El viernes pasó lento y con mucho trabajo pero al fin llegó el momento deseado por todos: el inicio del fin de semana. Paula se fue puntual como siempre, ni un minuto antes pero tampoco ni un minuto después. Hoy no tenía las niñas separadas, las tenía a las dos en casa de sus padres y, cuando llegó a recogerlas, las encontró a las dos cenando y con el pijama puesto.
—Mamá, mamá, queremos quedarnos las dos a dormir aquí ¿Nos dejas? Va, porfi, tenemos todo el fin de semana para vernos. Deja que nos quedemos esta noche, nos portaremos bien.
—Yo no soy la que tiene la última palabra, pequeñas liantas de caras dulces, vuestros abuelos son los que tienen que decir si podéis o no podéis quedaros.
—Claro que pueden quedarse, no hay problema, Paula. Ve y descansa, mañana ya vendrás a recogerlas cuando quieras. Ya sabes que aquí no se aburren.
—Está bien, os quedáis, pero no quiero peleas, ni malas contestaciones, ni nada de esas cosas que vosotras ya sabéis de sobras que no están bien ¿Entendido?
—Sí, mamá. Seremos unos angelitos.
—Más os vale si queréis repetir otro día.
Paula le dio un beso enorme y un abrazo amoroso a sus hijitas y se volvió a ir tal y como había llegado: sola.
—Natalia, ¿qué estás haciendo?
—¡Hola, Paula! Qué sorpresa que tú me llames a estas horas ¿Ha pasado algo?, ¿las niñas están bien?
—Tranquila, está todo bien, sólo es que mis propias hijas me han dado plantón. He ido a buscarlas y ellas ya se habían montado una noche de viernes sin su madre.
—Ve acostumbrándote, nena. La vida es así.
—¿Qué te parecería pasarnos por el local nuevo que inauguran hoy? Creo que puede ser un buen plan.
—Lo raro es que seas tú la que lo propone, Paula. No podemos dejar pasar esta oportunidad. Ahora mismo llamo a las demás. Esta noche que tiemble la ciudad: ¡salida de chicas!
En menos de dos horas fue a casa, cenó algo ligero, se duchó, sacó del fondo del armario ese vestido corto que siempre la saca de cualquier apuro, se pintó un poquito para disimular el cansancio acumulado de toda la semana y se perfumó con su colonia, la de siempre, con toque a cítricos, muy de ella, un poco ácida.
Cuando entró al piso de Natalia las demás ya estaban allí. Marian, Rocío y Leyre la recibieron con vítores y silbidos, subiendo así la autoestima de Paula. Le acercaron un quinto de cerveza bien frío y las cinco amigas chocaron los botellines en señal de triunfo. Y es que lo era, pues hacía un siglo que no se habían reunido para una salidita así.
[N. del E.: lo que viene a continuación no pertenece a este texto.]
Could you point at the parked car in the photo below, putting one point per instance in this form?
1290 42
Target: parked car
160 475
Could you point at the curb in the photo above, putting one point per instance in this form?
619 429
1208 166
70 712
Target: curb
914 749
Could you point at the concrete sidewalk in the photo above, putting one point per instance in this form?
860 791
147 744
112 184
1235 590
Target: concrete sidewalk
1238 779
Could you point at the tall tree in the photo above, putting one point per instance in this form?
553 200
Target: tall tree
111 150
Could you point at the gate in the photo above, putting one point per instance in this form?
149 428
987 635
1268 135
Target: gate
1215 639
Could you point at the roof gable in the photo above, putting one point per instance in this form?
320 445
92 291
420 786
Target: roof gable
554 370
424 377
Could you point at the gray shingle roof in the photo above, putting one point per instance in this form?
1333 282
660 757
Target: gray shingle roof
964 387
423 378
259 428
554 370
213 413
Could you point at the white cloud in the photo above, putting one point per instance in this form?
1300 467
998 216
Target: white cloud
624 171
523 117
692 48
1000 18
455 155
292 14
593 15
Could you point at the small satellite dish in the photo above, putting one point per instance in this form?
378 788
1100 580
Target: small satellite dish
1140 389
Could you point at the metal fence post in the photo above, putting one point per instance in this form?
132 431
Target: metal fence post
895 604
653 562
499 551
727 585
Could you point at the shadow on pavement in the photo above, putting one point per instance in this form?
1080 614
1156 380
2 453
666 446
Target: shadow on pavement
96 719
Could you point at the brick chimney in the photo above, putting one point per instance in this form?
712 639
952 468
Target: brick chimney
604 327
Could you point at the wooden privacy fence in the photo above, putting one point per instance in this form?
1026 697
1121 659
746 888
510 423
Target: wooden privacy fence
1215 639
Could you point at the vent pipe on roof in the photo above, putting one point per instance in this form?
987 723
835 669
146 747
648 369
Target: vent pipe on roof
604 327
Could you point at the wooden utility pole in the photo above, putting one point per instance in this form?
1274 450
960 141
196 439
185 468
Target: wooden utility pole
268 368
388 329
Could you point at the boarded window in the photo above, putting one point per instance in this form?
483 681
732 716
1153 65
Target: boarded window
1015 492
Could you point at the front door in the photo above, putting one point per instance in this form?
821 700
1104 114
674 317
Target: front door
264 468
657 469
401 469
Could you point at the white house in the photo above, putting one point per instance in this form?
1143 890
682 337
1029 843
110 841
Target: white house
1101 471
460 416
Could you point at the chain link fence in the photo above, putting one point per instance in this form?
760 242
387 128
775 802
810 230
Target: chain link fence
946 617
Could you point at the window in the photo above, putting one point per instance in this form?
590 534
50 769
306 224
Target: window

—Bueno, ¿nos vamos, o qué? Chicas, necesito quemar malas vibraciones, demasiadas emociones fuertes en pocos días.
—Tranquila, Paula, con ese vestido seguro que te sale algún voluntario para hacerte olvidar lo que tú quieras. Vamos, tengo el coche aquí mismo aparcado. Luego os traigo hasta aquí, ya sabéis que yo no suelo beber.
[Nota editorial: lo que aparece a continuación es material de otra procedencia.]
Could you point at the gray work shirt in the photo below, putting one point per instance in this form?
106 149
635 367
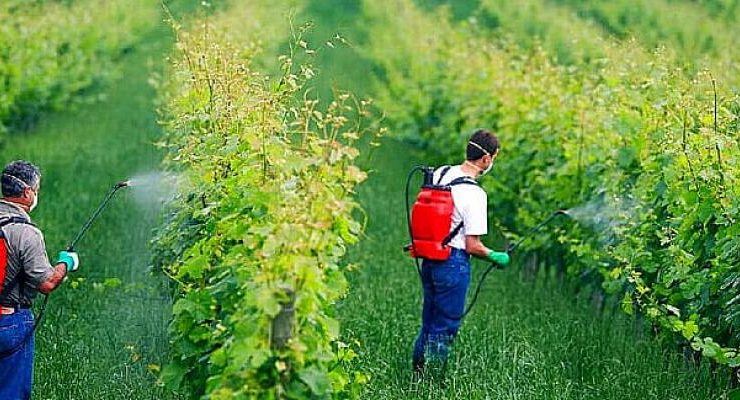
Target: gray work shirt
28 264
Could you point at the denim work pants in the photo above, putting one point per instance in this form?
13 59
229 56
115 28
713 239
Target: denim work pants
445 286
16 370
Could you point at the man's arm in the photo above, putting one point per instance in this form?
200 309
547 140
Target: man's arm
41 274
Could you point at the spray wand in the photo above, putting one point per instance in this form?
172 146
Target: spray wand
536 229
97 213
71 247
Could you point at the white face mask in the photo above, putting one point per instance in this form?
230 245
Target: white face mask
34 203
487 170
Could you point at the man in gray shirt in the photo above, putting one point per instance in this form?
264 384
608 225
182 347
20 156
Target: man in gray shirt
25 267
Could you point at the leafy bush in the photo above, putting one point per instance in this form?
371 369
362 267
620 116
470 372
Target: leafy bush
255 240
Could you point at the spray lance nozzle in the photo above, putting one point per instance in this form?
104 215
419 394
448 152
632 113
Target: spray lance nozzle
537 228
101 207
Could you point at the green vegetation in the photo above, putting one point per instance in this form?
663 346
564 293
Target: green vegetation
104 333
278 270
254 244
50 52
638 141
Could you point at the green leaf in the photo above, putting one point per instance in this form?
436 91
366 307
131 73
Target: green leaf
317 380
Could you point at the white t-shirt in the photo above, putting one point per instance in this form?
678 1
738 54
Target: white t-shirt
471 206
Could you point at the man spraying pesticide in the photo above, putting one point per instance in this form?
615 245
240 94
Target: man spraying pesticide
446 224
24 271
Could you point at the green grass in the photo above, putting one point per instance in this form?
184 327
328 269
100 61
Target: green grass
523 340
97 340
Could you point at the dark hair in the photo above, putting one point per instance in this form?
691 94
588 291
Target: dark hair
15 171
484 139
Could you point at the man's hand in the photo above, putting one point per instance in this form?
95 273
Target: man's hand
70 259
499 257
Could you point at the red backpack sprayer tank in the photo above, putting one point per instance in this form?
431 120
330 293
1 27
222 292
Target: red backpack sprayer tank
70 247
429 222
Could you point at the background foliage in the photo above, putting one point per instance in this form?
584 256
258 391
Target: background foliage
633 137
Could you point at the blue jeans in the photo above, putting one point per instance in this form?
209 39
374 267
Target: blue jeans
445 286
16 370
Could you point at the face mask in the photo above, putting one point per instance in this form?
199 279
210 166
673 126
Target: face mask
34 203
487 170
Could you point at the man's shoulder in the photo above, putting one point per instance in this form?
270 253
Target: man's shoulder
23 228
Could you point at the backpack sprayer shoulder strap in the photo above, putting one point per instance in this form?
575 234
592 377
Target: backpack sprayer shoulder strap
3 223
463 180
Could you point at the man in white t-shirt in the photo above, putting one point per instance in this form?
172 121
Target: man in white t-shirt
446 282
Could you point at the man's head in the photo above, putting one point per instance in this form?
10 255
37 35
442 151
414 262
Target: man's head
21 181
482 150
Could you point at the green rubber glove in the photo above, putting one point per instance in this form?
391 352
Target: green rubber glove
69 258
499 257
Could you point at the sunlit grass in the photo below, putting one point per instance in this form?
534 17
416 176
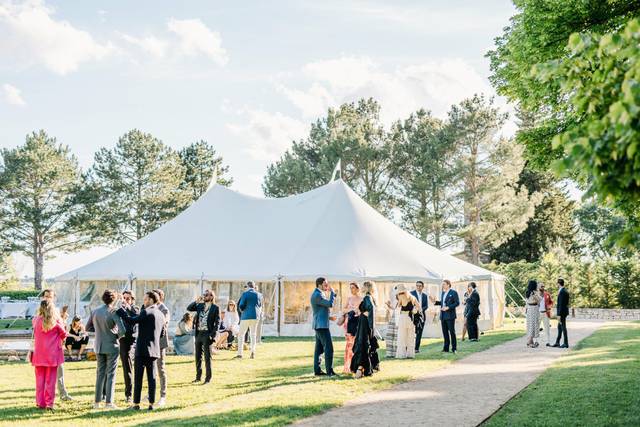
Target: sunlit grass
274 389
598 384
—Pues venga, vamos, seguro que hacen algo especial por la inauguración del local de singles, y tengo invitaciones.
Las chicas se dirigieron al centro de la ciudad y decidieron aparcar el coche de Leyre en el parking, para evitar problemas y dar vueltas buscando sitio.
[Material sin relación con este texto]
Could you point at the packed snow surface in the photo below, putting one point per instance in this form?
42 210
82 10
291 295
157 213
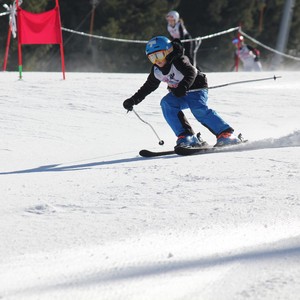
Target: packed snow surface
82 216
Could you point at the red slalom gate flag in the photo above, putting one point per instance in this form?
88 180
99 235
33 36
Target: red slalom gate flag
42 28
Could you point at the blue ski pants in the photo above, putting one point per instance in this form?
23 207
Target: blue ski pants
196 101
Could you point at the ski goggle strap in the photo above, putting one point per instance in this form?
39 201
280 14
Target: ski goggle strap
159 55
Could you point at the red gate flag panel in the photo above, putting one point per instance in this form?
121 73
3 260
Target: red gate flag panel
42 28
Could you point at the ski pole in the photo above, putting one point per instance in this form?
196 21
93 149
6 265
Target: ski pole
244 81
161 142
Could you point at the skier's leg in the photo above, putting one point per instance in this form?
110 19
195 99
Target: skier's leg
172 112
209 118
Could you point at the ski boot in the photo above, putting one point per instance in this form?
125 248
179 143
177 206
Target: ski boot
227 139
190 141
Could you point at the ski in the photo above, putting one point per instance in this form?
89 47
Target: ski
207 149
148 153
194 150
184 151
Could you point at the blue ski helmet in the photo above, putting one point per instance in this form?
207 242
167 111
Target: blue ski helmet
158 43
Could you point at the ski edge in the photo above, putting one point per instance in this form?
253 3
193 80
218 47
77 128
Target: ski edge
148 153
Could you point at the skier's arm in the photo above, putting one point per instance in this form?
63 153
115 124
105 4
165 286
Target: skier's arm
189 72
254 51
148 87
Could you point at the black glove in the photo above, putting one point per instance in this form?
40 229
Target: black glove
128 104
180 91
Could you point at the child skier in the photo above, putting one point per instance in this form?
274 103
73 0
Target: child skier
187 89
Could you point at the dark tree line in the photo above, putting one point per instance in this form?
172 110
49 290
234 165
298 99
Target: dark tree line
143 19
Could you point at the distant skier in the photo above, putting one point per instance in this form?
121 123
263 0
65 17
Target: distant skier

Cuando estaban llegando vieron la gran cola que se había formado y empezaron a dudar si había sido una buena idea ir allí. De repente, un portero se acercó a ellas y les preguntó si tenían invitaciones. Paula buscó en su pequeño bolso y se las mostró. El hombre les hizo una seña para que lo siguieran y pasaran detrás de él.